We get a few more of these in-jokes, these “You’re too smart for this” lines and moments. I suppose my favorite is when our boys are being chased on the LA freeway by a motorcycle gang, and, one by one, gang members crash into things like, you know, trucks full of gas canisters, or they slide, sparks flying, into a leaking oil and gas tanker, and Schmidt and Jenko tense, anticipating the ensuing explosion. But nothing happens. They’re constantly amazed that nothing blows up. Until the very end when almost everything does. That’s the “OK, you’re not” part.
(Why, by the way, do cinematic explosions appeal to the Big Jim McBobs and Billy Sol Huroks of the world? Does anyone know? I get nothing out of it.)
The “Jump Street” squad—for those unfamiliar with the ’80s TV series that propelled Johnny Depp to fame—uses baby-faced cops to infiltrate high schools where drugs are being sold and crimes committed. More in-jokes here, since Tatum, 32 in April, hardly seems credible as a high school student. Hill, 28, is a bit better. And it helps, of course, that the other high schoolers are also played by twentysomethings: Dave Franco, 26, plays Eric, the popular kid who’s dealing the drugs, while Brie Larson, 22, plays his kinda girlfriend, Molley Tracey, who winds up with the hots for Schmidt. Yes, Schmidt.

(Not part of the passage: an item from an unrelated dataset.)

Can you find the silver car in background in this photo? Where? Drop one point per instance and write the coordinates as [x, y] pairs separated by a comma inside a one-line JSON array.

That’s another ongoing gag. Way back in 2005, both of these guys were seniors in high school, where Jenko was the stupid popular jock and Schmidt was the Eminem-loving, unpopular nerd, who was the sole member of the Juggling Society (“One man, three balls.”) Apparently times have changed. Today’s kids, besides texting instead of phoning, and putting up party invites on something called “Facebook,” appreciate the following: reading comic books; environmental awareness; being tolerant. They don’t like bullies. Schmidt prospers and hangs with the cool kids; Jenko is ostracized and hangs with the science geeks.
But shouldn’t the science geeks...?
I like a line of Schmidt’s early on, when he realizes his path away from high school has led him back to high school: “It was too fucking hard the first time,” he says, shaking his head. Most people can identify.
Part of the point of the film is that, no matter your age, no matter your maturity level, when you return to high school you become as childish as you were in high school. I like that concept ... but Schmidt and Jenko are never mature. They never stop being childish. They’re doing drugs as bike cops. They’re shooting guns in the air in city parks. It doesn’t take high school to turn them into adolescents, they’re already there. Would it have worked better if our heroes had been mature when they first arrived? Or would it have just cut back on the comedy.
Many of the original “21 Jump Street” stars get their cameos, including one hilarious shocker, and we get the usual hip comedy alums, such as Rob Riggle of “The Daily Show” and Ellie Kemper of “The Office” as a teacher with the hots for Jenko. The movie has its share of laughs. But that sound you hear throughout is the sound of cake eating itself.